The authors report that a 1% improvement in demand-side efficiency between 2020 and 2050 could avoid roughly 130 billion USD in clean-power investment. They also summarize evidence that information feedback, social comparison, and incentives produce consistent reductions in energy use. As electrification expands load from mobility, heating, and industry, the capacity to forecast, schedule, and shift demand becomes essential for maintaining reliability.

AI Applications and Their Reported Operational Effects

Across the studies included in the review, AI techniques are found to provide measurable improvements when applied in appropriate conditions:

  • Buildings: A meta-review of 125 studies shows that AI-based HVAC control improves energy performance, averaging around 31% savings, with some cases reaching 60%

  • Industry: Integrating AI analytics into SCADA systems resulted in 7.75% energy savings in the cited automotive case (≈177,000 USD annually)

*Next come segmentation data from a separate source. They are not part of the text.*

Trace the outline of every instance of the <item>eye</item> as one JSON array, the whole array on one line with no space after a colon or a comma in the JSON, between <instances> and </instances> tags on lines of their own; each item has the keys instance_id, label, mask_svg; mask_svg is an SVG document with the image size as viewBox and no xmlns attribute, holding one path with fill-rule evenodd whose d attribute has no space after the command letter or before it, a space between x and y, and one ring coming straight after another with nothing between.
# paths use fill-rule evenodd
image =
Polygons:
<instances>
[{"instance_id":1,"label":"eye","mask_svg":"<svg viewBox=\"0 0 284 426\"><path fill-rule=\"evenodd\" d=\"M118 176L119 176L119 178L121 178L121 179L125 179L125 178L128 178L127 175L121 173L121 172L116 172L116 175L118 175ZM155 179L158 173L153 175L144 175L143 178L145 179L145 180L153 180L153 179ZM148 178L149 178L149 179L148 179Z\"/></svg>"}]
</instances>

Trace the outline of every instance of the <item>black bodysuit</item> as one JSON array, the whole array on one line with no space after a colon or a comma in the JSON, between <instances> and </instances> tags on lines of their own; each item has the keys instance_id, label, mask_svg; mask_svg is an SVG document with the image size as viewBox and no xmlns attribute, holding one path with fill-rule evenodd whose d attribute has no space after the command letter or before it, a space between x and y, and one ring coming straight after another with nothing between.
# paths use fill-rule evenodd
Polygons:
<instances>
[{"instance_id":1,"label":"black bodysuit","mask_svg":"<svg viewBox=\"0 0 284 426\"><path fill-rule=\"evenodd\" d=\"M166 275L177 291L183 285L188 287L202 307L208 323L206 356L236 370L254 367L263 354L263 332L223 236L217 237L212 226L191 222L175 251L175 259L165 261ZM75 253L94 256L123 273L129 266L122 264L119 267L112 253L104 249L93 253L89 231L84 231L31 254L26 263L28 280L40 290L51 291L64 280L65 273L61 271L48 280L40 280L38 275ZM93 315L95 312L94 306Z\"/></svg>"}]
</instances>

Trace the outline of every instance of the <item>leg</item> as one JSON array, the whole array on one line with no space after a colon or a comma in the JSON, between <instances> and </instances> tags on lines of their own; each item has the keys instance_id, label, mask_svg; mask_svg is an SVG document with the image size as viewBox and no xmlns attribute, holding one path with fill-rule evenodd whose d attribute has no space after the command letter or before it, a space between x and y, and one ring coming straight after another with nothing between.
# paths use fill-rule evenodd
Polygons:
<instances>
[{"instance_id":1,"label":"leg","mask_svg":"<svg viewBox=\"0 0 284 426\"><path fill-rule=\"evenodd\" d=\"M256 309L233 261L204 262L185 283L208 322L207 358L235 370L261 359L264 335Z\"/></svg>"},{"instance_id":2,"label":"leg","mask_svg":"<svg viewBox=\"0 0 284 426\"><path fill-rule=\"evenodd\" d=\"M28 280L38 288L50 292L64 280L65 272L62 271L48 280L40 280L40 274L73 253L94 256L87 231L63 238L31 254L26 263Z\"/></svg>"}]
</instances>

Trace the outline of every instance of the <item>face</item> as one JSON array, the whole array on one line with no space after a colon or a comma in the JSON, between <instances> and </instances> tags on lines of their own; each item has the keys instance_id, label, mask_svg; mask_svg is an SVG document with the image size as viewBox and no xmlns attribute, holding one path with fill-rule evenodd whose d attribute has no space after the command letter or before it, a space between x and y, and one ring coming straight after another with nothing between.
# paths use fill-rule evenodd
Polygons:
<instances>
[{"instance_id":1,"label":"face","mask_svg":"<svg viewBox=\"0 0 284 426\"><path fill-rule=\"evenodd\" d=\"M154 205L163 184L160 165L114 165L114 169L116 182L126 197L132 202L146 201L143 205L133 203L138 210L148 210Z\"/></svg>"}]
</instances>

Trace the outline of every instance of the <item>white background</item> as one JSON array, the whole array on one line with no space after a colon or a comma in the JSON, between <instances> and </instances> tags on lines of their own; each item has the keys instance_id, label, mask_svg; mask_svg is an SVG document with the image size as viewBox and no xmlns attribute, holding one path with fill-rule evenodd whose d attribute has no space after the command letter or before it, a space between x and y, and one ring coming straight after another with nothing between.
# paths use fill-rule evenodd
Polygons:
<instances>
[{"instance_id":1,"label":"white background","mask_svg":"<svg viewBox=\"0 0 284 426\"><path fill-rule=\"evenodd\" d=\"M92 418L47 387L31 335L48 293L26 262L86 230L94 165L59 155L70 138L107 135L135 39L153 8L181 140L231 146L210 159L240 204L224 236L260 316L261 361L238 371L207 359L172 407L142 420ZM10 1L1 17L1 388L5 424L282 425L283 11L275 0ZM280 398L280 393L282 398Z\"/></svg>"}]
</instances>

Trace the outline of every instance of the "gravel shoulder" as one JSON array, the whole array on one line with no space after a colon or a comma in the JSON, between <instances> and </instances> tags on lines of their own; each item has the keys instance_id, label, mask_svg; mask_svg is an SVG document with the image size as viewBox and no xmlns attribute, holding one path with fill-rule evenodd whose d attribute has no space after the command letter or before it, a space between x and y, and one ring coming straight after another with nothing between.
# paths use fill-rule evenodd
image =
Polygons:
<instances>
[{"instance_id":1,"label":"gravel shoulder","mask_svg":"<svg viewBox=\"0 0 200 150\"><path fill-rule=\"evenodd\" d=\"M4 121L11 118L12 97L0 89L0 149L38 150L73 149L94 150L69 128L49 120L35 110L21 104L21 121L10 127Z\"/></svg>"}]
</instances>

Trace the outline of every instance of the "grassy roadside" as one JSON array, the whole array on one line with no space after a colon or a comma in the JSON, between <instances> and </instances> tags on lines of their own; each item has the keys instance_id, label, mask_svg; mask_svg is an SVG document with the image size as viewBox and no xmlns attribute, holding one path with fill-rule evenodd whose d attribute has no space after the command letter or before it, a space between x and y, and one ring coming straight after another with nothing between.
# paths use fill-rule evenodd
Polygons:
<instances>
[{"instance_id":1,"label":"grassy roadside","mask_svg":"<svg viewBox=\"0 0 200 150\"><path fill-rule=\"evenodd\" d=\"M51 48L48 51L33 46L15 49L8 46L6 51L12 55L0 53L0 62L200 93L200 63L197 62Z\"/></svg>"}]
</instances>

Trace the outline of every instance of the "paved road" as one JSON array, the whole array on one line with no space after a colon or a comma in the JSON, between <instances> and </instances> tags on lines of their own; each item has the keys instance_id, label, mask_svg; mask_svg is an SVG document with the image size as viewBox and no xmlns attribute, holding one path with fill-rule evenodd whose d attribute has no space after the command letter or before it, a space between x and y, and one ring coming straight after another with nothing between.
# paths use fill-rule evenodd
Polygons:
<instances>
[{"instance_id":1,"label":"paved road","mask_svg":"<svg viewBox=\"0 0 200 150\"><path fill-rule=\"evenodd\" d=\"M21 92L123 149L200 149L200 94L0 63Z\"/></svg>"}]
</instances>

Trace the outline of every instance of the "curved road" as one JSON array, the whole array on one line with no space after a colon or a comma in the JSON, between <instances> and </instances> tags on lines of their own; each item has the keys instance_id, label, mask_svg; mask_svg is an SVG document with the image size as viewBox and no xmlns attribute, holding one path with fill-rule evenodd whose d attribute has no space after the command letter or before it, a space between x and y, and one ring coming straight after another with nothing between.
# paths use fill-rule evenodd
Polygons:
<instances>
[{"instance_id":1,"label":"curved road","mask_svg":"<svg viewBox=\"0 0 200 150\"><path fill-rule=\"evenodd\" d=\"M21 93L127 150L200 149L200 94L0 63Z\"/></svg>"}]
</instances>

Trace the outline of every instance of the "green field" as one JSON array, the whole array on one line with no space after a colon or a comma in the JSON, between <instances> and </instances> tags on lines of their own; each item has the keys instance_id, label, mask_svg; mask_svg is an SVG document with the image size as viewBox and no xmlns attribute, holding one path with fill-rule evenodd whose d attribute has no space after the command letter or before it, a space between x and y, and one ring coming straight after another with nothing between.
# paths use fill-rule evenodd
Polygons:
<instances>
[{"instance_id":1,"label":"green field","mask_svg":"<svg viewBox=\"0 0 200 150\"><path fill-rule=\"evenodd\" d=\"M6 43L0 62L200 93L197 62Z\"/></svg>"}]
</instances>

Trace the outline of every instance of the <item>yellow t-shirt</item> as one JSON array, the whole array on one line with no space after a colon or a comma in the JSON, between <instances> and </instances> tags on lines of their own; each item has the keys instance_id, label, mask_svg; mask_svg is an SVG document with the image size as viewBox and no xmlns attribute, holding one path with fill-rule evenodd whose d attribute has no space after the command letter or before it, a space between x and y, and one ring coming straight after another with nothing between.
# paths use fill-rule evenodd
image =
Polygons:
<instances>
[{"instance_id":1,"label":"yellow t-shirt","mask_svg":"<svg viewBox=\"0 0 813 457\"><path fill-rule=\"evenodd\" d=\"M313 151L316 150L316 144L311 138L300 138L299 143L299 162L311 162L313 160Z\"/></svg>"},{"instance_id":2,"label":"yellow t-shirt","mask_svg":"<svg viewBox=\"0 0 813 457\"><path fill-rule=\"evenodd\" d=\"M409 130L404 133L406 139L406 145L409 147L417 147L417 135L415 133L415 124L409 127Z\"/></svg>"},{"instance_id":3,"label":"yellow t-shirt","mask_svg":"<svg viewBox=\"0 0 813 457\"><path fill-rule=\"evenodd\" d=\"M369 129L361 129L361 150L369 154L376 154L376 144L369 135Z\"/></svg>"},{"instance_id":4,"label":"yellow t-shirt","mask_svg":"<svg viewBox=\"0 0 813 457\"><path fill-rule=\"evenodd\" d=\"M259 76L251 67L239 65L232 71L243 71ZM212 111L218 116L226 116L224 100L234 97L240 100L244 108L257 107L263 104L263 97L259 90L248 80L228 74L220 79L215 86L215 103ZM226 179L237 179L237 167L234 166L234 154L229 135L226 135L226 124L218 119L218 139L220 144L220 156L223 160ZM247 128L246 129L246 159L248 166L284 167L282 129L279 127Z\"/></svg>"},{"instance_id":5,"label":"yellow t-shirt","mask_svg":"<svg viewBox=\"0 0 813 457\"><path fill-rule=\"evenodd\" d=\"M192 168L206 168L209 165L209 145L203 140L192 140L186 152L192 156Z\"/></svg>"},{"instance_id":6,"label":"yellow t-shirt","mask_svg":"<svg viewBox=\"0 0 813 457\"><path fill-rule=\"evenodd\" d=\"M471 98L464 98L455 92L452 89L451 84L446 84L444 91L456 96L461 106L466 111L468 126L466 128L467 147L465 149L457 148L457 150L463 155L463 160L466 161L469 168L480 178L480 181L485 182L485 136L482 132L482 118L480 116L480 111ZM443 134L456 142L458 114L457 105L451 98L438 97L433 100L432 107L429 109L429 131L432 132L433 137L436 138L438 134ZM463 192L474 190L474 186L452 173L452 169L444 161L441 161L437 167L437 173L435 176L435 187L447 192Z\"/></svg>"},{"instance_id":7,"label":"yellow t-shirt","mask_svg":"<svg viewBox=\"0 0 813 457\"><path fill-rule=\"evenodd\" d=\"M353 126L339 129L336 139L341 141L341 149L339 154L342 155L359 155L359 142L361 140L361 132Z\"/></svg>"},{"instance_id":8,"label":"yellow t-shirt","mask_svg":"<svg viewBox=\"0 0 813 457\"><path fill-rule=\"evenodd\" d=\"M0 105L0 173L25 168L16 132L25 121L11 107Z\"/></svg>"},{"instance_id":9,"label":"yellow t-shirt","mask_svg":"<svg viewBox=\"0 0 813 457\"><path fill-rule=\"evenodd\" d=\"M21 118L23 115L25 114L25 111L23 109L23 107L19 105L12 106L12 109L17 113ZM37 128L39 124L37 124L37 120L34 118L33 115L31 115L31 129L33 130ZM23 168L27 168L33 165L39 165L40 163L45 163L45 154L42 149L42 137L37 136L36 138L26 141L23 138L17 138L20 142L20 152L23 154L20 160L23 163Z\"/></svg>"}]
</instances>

  • Forecasting: Ensemble methods achieved error rates of roughly 2% rRMSE for solar irradiance and about 5% for wind speed

  • System flexibility: Automated demand response could unlock up to 185 GW of flexible capacity and avoid around 270 billion USD in infrastructure investment, according to IEA estimates referenced in the review

The authors note that these benefits are dependent on organizational and technical readiness. In fragmented environments, inconsistent inputs, legacy constraints, or insufficient training can significantly reduce effectiveness.

System-Level Constraints: Governance, Data, and Interoperability

The review concludes that long-term success depends on data quality, technology interoperability, and clear operational standards.

Data Governance and Quality

AI performance is highly sensitive to data granularity, structure, and completeness. The review notes that data availability varies widely across regions and technologies, creating uneven foundations for deployment.

Interoperability and Technical Standards

Fragmented standards and limited compatibility between system components restrict scalability. The authors emphasize the need for consistent interfaces, standardized protocols, and unified evaluation frameworks.

Privacy, Cybersecurity, and Regulation

As energy systems become more data-intensive, privacy and cybersecurity considerations become increasingly important. The review indicates that regulatory alignment will be needed to support reliable and secure AI-based control.

Conclusion

The 2025 systematic review shows that while renewable technologies have achieved major cost declines, operational challenges persist due to variability, rising demand, and coordination requirements. Across sectors, AI-based methods demonstrate improvements in forecasting, control, and flexibility when supported by adequate data governance and interoperability.

The authors conclude that effective integration of AI into the energy transition requires coordinated strategies that align technical capabilities with system-level needs. Standardized protocols, transparent validation frameworks, and robust data ecosystems are essential foundations for reliable and efficient clean energy systems.